Thanks all for your input it's very useful - Waeco is specifically a brand I've been looking at, but with such a high price tag on some models and few Internet reviews it's hard to know if they are value for money or not, so I am pleased to see a valued opinion on the Waeco range, thank you for that.

My husband has previously used the cooler variety and whilst it isn't nearly as good or efficient as a 'proper' portable fridge it has done a more than adequate job at keeping his food cold, we just had to follow a few rules. We're in England (uk) and to be fair it does get extreme temperatures here, even in the height of summer only in a rare (and short!) occasion does it ever reach the late 20c 's range. So a preprepared breakfast, lunch and dinner taken from the household fridge is placed in the 12v cooler along with a couple of small ice packs from the freezer (and usually a frozen bottle of drink from the freezer for the latter end of the day) is sufficient to keep his food cool/cold for the day, as long as he only opens the bag to take something from it (doesn't leave the bag open for any period of time). This has worked well for a couple of years and the bag was (whilst pricey for a cooler) was a lot cheaper than a mini fridge and very versatile and easy to transport being a soft padded bag. I think his only real disappointment is that it doesn't cool anything from an ambient temperature (as expected) and this is probably where he'd favour a fridge over a cooler.

I'll keep up my research, thank you all for your comments so far 

Sarah


----------



## Mickey (Aug 14, 2010)

Sarah, I'm not real clear on what this "bag" you talk about actually is.
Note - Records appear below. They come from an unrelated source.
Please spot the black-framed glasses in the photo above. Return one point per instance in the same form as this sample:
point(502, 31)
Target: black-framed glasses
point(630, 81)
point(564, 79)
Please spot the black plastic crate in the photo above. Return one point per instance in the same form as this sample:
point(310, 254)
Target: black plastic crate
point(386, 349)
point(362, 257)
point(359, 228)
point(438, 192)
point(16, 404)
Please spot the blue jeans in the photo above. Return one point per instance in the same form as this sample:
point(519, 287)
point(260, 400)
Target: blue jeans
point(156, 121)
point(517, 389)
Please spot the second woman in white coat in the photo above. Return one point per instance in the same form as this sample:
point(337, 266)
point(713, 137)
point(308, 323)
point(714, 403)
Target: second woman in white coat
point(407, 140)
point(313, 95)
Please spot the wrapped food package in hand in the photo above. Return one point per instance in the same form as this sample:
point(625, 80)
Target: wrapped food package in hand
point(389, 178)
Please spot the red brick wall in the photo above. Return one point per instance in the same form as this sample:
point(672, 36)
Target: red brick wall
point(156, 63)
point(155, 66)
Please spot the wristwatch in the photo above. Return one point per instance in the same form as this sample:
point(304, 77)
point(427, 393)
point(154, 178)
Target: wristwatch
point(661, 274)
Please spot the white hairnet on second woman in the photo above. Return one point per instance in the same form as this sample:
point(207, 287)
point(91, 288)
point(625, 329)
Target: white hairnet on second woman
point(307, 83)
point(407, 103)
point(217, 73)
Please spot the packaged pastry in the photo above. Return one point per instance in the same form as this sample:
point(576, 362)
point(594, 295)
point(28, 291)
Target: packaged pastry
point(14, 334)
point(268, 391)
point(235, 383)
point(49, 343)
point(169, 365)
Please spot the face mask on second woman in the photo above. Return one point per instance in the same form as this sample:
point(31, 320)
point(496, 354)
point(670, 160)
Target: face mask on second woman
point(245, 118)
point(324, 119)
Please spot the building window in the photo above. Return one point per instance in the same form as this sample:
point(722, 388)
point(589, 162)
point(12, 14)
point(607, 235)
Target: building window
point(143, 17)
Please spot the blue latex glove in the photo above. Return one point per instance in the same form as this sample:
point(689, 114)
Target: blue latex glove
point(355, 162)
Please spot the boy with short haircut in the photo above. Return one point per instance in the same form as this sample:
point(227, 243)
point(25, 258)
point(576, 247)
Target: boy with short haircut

Just for the Halibut, I ran a small test yesterday using my thermoelectric cooler that is an insulated rigid plastic container. Shop was at 63/17 when started. Let it cool for .75 hr then put in 2 qts of water which was at room temp. 1.75 hr later the water had dropped to 57/13.9. Was away from the house much of the day but after 7 hrs, the air temp was 73/22.7, and water at 49/9.5. If air temp was higher, then temps inside the cooler would have been higher also.

So much for cooling. If contents had been pre-cooled I suspect contents would have been/stayed colder.

Hope you can find something that suits your needs.


----------



## MBTRAC (May 28, 2012)

Apart the Waeco fridges you might also look at an the Engel - Engel is also a premium brand which is tough enough to handle constant hard use. ......Good luck & let us know what you end up buying.


----------